I’ve been reading a lot lately. At night.
Because frankly:
A.) it’s a whole lot better than staring up at the ceiling.
and
B) the TV antenna in this house picks up somewhere approaching two channels on a good night.
I kind’ve got started back last semester with our required reading assignments, namely, with
A Walk in the Woods.
Up till then I’d gotten accustomed to reading smaller pieces of things – newspaper drivel, magazine articles, a few good weblogs, a cereal box here and there, etc..
I’d forgotten the simple nicety of a good book, reading written stuff that required you to devote more than a 15 minute mind scan. Hmm that’s interesting. Move on. Hmm that’s interesting. Move on. Hmm that’s interesting. What can I remember from all that stuff? Nodda.
I remember back when I was in third grade, and for the first time being stuck in a class with little or no friends who I could easily interact or desire to interact with, as compared to previous years of school. I think everybody’s gone through a similar time or two. Distant.
Distant like you’re in the waiting room at the doctors office. Distant like the feeling that can be had walking down a crowded sidewalk, quietly resolute to avoid eye contact with other sidewalk people and content in getting on with your own bidness. Stick to yourself and find some form of occupation/distraction/hobby/thing other than normal social behavior because frankly these people are losers and I could care less. A whole lot less. Besides, that whole “long division” and “I hate math” era had just ushered in and bursted my bubble of all – play – no – study - straight A’s - in - my - sleep - scholastic confidence.
I needed an outlet. A diversion.
Our school library sucked. But we had a good librarian and a few choice selections of fantastic bookery.
Mrs. Branum first read to us
How To Eat Fried Worms out loud, a chapter or so a day. Then
Tales of a Fourth Grade Nothing by Judy Blume. From there I guess I kind of started reading on my own. Books by the same author. I remember
Superfudge and
Freckle Juice.
Choose Your Own Adventure books. Somewhere approaching 5,782 of them. I was all-up-in those things.
All kinds of other stuff as well. Every day involved at least 2 hours of solid reading. Looking back it was a nice time.

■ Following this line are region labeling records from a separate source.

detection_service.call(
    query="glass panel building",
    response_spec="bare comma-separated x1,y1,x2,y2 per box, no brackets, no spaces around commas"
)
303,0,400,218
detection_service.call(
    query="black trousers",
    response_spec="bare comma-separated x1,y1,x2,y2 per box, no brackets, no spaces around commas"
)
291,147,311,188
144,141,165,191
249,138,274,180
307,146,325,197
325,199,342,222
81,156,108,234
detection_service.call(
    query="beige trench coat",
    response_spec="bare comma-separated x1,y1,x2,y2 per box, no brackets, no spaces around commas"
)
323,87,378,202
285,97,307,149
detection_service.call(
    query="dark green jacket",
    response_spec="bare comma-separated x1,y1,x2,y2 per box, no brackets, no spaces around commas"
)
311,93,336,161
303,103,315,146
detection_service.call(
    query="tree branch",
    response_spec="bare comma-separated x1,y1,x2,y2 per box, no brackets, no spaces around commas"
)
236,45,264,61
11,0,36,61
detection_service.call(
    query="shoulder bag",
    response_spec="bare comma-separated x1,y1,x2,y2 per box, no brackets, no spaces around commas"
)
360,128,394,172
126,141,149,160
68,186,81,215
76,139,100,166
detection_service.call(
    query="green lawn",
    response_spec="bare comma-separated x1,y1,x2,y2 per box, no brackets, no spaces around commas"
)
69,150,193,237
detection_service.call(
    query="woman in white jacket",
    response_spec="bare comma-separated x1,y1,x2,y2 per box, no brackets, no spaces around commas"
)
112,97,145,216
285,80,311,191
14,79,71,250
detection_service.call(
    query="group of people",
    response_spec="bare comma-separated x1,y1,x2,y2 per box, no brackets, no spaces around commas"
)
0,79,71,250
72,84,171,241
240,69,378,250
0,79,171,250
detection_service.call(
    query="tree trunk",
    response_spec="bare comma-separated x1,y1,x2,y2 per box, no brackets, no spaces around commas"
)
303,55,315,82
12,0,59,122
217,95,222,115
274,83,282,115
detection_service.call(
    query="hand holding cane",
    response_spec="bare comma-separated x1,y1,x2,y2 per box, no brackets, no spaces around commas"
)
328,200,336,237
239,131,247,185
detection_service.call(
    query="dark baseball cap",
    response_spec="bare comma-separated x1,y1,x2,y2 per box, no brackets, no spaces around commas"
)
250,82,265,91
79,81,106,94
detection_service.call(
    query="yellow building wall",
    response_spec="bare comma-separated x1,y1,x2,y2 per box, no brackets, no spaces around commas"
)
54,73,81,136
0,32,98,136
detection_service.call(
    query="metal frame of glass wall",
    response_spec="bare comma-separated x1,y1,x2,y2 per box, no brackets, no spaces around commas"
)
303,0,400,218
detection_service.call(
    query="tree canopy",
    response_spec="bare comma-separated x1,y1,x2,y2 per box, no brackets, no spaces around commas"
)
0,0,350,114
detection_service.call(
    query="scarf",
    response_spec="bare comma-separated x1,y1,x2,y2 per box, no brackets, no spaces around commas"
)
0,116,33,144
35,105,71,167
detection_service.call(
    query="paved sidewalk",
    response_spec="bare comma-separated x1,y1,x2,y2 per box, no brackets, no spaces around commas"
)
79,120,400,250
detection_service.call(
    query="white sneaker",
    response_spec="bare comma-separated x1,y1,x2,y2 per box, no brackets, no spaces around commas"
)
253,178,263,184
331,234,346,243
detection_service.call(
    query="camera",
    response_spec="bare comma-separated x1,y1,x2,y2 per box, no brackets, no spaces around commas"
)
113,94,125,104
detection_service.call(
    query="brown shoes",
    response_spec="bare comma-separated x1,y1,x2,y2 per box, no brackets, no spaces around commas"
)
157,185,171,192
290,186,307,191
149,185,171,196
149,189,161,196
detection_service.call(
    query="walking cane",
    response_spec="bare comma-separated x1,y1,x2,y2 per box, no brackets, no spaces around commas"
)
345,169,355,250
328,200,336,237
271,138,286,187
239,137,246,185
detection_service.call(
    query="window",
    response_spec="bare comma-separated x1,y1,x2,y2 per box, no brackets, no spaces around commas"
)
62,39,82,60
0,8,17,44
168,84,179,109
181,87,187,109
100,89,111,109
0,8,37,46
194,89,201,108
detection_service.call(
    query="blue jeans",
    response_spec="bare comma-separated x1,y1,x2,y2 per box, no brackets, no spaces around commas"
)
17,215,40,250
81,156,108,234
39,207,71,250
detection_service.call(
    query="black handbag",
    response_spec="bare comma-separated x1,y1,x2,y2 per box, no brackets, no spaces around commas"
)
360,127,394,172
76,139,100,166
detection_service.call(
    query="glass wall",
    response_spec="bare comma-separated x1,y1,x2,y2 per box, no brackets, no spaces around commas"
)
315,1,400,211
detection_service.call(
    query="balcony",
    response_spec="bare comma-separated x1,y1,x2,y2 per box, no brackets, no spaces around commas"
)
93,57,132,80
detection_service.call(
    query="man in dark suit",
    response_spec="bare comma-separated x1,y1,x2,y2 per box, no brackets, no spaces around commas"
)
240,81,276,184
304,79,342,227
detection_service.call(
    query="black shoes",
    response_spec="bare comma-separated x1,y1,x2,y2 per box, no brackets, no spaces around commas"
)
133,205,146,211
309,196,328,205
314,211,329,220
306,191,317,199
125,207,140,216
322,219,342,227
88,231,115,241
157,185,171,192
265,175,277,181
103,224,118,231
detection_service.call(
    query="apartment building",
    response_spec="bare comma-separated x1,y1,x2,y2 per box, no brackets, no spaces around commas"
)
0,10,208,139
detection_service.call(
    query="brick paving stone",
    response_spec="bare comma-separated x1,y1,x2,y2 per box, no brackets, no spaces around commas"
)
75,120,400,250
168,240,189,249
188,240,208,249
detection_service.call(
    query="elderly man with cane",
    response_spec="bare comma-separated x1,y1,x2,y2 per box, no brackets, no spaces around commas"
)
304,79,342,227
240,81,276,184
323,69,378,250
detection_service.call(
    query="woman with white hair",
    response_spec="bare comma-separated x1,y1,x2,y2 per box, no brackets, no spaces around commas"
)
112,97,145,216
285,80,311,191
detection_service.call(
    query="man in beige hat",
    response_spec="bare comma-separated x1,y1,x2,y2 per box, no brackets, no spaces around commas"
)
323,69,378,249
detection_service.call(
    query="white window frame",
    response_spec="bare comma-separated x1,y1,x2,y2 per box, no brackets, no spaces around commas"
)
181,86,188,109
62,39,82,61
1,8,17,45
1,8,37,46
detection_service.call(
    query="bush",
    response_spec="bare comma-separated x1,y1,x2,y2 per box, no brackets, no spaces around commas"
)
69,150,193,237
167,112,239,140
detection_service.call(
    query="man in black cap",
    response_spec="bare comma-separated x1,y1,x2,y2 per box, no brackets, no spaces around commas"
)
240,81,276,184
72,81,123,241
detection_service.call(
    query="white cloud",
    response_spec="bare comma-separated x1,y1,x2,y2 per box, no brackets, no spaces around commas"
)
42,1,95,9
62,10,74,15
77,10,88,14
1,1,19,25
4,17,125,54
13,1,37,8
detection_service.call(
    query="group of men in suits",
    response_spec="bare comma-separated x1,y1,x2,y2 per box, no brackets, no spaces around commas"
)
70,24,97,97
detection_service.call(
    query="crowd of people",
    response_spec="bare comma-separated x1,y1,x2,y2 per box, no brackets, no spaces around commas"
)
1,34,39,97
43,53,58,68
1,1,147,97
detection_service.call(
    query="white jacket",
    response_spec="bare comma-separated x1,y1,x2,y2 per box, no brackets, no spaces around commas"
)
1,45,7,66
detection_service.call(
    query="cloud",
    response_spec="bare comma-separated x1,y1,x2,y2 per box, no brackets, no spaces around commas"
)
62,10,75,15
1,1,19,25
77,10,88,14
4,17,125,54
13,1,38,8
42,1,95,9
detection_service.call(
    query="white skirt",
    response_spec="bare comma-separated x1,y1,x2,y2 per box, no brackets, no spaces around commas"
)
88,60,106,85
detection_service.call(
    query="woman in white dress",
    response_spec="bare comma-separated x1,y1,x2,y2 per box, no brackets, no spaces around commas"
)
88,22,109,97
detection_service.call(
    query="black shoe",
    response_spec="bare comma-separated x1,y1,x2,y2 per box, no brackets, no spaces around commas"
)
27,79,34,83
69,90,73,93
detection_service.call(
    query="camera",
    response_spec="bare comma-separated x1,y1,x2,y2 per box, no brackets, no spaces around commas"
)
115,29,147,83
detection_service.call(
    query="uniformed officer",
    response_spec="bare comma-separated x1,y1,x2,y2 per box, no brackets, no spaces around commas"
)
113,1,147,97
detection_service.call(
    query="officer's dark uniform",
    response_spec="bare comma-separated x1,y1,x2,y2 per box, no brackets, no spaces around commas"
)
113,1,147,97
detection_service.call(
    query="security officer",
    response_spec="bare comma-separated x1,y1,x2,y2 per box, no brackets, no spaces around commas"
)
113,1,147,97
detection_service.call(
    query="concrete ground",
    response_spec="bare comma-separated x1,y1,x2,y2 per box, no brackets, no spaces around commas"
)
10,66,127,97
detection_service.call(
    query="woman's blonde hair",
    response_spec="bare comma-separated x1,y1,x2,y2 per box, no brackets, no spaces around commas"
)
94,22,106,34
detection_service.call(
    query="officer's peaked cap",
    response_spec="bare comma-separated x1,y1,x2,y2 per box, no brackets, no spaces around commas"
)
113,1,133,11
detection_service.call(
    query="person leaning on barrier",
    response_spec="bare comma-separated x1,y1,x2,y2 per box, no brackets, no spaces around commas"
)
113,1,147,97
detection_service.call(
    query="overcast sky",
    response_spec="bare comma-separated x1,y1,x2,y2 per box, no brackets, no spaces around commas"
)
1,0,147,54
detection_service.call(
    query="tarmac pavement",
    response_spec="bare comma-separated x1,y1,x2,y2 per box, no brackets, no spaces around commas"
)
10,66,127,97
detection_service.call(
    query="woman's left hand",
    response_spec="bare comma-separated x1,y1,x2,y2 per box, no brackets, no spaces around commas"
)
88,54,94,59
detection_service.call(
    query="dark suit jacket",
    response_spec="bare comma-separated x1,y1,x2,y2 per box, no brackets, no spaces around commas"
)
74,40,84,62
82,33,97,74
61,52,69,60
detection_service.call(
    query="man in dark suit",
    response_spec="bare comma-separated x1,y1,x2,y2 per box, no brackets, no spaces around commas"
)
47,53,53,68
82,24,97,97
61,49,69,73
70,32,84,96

Fourth grade I vividly remember
Where the Red Fern Grows. It took me there. All the way there. I was there. With those dogs and that kid and that mountain lion. All of it.
But fourth grade put me back with many cohorts/associates/cronies/allies/partners in crime and the reading retreat tapered off somewhere around three fourths of the way through
Journey to the Center of the Earth. (The part where they were on the raft in the subterranean ocean, got really boring.)

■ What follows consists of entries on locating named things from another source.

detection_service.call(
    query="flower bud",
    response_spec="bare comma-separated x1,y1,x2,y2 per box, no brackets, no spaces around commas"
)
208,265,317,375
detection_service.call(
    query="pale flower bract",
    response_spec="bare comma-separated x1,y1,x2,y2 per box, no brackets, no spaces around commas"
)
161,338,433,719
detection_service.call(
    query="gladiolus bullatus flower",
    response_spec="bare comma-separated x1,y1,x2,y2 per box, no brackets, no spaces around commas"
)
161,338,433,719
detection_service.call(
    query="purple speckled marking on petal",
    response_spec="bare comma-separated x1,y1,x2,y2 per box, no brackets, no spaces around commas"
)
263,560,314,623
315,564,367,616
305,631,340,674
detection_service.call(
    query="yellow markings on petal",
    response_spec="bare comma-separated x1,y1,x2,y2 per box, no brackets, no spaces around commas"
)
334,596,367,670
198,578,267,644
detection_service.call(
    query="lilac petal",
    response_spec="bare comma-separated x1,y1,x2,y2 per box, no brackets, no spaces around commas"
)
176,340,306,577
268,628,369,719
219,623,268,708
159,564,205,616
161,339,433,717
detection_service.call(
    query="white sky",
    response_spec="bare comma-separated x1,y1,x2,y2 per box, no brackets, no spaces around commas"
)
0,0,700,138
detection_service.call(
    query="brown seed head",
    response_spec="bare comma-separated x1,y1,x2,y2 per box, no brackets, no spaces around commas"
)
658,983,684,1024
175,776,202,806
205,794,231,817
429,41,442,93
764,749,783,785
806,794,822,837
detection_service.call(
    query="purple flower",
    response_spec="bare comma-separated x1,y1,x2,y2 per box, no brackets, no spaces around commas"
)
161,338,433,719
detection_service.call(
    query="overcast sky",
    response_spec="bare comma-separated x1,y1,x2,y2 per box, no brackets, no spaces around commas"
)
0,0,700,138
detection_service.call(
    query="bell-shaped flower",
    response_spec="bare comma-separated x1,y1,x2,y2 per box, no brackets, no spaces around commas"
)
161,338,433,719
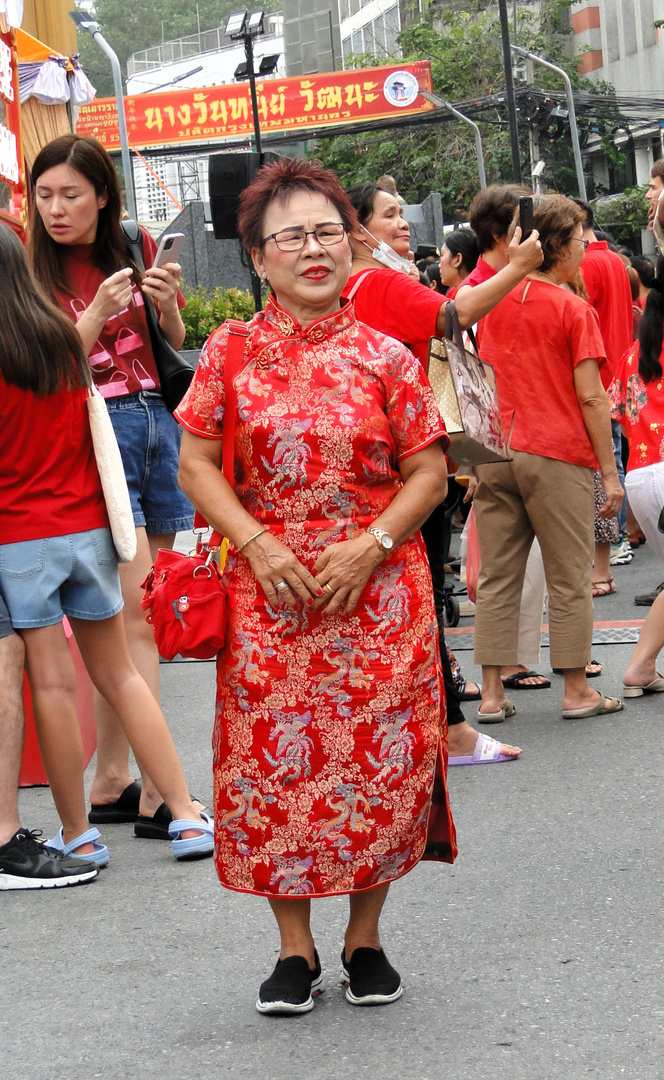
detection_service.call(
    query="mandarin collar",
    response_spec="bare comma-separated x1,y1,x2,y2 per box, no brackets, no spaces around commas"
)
257,296,355,341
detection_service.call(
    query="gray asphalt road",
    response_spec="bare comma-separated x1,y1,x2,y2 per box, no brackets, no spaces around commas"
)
0,540,664,1080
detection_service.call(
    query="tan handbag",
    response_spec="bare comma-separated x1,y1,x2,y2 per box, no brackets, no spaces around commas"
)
87,386,136,563
426,301,510,465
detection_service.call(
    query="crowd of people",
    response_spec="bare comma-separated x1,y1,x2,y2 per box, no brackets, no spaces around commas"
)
0,135,664,1014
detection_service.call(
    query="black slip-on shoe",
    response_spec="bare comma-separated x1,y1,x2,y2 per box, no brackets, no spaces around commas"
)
0,828,99,892
341,948,404,1005
87,780,140,825
634,581,664,607
256,950,323,1016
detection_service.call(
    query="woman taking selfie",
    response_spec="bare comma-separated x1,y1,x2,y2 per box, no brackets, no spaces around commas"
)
475,195,623,723
176,159,456,1013
30,135,193,839
0,226,213,866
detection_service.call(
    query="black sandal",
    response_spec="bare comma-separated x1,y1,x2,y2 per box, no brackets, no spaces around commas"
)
87,780,141,825
502,672,551,690
134,795,205,840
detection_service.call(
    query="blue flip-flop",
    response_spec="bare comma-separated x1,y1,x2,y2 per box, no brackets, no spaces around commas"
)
45,825,109,866
168,813,215,860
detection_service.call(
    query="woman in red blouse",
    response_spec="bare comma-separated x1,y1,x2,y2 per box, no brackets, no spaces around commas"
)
0,226,213,866
30,135,193,839
609,278,664,698
475,195,623,723
176,159,456,1013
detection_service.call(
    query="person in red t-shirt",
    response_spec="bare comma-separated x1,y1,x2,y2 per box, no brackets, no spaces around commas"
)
609,278,664,698
30,135,193,839
0,226,213,864
573,199,634,574
475,195,623,723
344,184,541,367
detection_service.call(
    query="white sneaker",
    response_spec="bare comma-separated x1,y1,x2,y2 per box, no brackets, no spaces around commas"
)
609,540,634,566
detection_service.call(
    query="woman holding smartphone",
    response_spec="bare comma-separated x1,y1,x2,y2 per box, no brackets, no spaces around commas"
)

I remember being in Junior High and learning that Mrs. Branum had died of a freak heart attack in her forties. I remember being pretty upset and shocked. She did a lot for me. She read to us; got me interested in books; left me alone to read as much as I wanted, even during social studies.
Sure I’ve always read a bit more than the average person, but up until now, such inputting of letters words sentences paragraphs chapters and books, has dipped in, under, and around roughly nill. Bill Bryson’s book though, “A Walk in the Woods,” really did something to me. It had been a long time since I’d stayed up late at night, even laughing out loud, ..at a book. Not the TV. Not Conan or SNL or Seinfeld, but wow a book. Hey this is a book. I got me some books. Don’t worry though, its not that I’m trying to “get my learn on,” its just a nice thing to do before you go to sleep. A nice thing to do when she’s not around.